I had a TOMTOM as a gift and the Mexican maps were inferior to Garmin. I returned it.


----------



## kazslo (Jun 7, 2010)

Thanks all for the replies. Looks like I'll be taking the garmin route with a nice paper map as backup this time around.


----------



## pappabee (Jun 22, 2010)

We used the Tom Tom to go from Austin Texas to Ajijic with very little problem. Yes we had a map also just in case but the GPS did a great job. Even when we had to go away from it's selection because of construction, it picked up our new location and sent us an accurate route.


----------



## kazslo (Jun 7, 2010)

pappabee said:


> We used the Tom Tom to go from Austin Texas to Ajijic with very little problem. Yes we had a map also just in case but the GPS did a great job. Even when we had to go away from it's selection because of construction, it picked up our new location and sent us an accurate route.

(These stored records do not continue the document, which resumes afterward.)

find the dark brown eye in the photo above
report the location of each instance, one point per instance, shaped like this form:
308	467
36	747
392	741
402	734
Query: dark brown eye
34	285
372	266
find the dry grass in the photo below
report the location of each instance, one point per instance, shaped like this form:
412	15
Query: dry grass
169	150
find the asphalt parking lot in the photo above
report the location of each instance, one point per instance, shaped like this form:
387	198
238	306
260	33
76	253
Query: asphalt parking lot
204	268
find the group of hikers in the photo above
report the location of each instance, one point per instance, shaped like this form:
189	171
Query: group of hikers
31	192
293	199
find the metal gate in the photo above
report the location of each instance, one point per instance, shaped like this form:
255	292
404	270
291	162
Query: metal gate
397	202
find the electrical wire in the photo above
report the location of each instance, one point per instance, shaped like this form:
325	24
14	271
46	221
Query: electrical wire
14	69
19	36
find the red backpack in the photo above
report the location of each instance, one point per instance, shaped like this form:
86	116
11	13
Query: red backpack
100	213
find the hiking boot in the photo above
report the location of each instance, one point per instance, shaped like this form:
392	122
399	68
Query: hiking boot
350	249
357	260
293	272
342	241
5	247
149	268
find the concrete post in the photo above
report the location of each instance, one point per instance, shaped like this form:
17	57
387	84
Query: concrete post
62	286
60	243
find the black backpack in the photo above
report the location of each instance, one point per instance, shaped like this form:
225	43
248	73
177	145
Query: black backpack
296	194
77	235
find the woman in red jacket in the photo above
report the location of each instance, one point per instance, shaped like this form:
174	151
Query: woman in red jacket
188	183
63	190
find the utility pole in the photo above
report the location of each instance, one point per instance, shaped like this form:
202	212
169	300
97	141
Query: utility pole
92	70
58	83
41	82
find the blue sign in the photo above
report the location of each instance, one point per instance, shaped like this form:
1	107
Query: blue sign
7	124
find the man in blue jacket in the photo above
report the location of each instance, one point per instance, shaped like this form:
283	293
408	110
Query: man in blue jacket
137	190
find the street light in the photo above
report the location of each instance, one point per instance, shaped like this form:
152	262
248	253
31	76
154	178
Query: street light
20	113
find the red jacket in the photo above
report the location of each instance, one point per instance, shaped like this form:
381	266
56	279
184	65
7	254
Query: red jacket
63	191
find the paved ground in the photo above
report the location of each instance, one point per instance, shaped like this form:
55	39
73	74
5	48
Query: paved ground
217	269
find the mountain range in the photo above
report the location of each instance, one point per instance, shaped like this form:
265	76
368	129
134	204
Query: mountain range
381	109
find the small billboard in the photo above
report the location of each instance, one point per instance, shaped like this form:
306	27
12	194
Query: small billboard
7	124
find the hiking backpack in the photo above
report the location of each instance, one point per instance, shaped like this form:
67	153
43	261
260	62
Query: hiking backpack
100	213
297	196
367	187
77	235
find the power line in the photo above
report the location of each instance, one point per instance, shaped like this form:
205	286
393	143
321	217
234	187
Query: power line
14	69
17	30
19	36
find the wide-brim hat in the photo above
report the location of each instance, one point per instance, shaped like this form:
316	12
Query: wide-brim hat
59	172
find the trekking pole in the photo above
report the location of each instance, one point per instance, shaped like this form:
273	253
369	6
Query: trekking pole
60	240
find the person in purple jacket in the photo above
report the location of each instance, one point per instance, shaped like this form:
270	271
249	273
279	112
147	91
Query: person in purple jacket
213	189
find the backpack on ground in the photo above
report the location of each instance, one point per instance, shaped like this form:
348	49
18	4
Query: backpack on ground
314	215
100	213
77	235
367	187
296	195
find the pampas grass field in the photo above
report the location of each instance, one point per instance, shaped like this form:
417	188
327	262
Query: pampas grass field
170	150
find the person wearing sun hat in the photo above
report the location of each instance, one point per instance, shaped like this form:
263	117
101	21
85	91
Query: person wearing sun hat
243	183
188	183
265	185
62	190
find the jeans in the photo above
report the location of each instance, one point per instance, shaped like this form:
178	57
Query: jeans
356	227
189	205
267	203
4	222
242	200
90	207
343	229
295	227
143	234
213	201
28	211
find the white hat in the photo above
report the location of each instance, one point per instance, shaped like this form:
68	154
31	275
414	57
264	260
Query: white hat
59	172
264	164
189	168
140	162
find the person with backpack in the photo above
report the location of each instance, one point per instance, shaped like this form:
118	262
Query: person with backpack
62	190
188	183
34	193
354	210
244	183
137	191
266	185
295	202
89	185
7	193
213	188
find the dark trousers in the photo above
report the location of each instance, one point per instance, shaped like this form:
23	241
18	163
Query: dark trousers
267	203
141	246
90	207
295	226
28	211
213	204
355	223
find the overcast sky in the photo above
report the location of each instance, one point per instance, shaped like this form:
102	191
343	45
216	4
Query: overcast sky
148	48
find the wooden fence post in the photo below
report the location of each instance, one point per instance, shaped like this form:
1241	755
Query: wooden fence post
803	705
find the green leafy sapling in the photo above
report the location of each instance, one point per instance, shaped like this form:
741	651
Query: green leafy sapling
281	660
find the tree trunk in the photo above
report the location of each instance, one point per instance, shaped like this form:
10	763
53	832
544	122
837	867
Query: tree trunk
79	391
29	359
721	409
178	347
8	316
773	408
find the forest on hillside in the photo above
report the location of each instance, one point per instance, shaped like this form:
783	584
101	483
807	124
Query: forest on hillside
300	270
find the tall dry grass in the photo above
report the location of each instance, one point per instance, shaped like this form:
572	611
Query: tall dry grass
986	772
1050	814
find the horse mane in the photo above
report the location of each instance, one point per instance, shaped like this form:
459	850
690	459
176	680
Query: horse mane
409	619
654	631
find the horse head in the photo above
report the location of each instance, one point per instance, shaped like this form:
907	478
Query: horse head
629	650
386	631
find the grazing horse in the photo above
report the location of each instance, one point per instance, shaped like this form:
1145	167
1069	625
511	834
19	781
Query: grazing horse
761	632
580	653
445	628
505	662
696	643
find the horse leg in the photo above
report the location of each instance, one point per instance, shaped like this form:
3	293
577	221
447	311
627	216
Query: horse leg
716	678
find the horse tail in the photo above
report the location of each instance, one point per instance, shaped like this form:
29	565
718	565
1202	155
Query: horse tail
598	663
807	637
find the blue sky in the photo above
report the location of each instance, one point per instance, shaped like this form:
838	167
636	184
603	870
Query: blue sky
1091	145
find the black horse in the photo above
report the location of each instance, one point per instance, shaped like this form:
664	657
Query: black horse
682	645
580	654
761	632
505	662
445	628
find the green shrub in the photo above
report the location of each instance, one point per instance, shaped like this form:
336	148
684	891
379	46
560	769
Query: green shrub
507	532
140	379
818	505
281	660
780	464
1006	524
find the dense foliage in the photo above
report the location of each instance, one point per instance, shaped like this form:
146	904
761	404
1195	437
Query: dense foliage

Which model did you use, and did you buy an extra map? I really prefer TomTom over Garmin otherwise, but if it cant get the Mexico thing right then I'd have to get a Garmin.

I remember near the end of my trip, tom sent me up through some mountains for HOURS, then I finally got to a fed. highway, it took me off as soon as I got to the earliest intersection, wound me up on a dirt road that felt more like the moon's surface, and after 45 mins of driving that said to make a u-turn when possible and took me back to the highway.


----------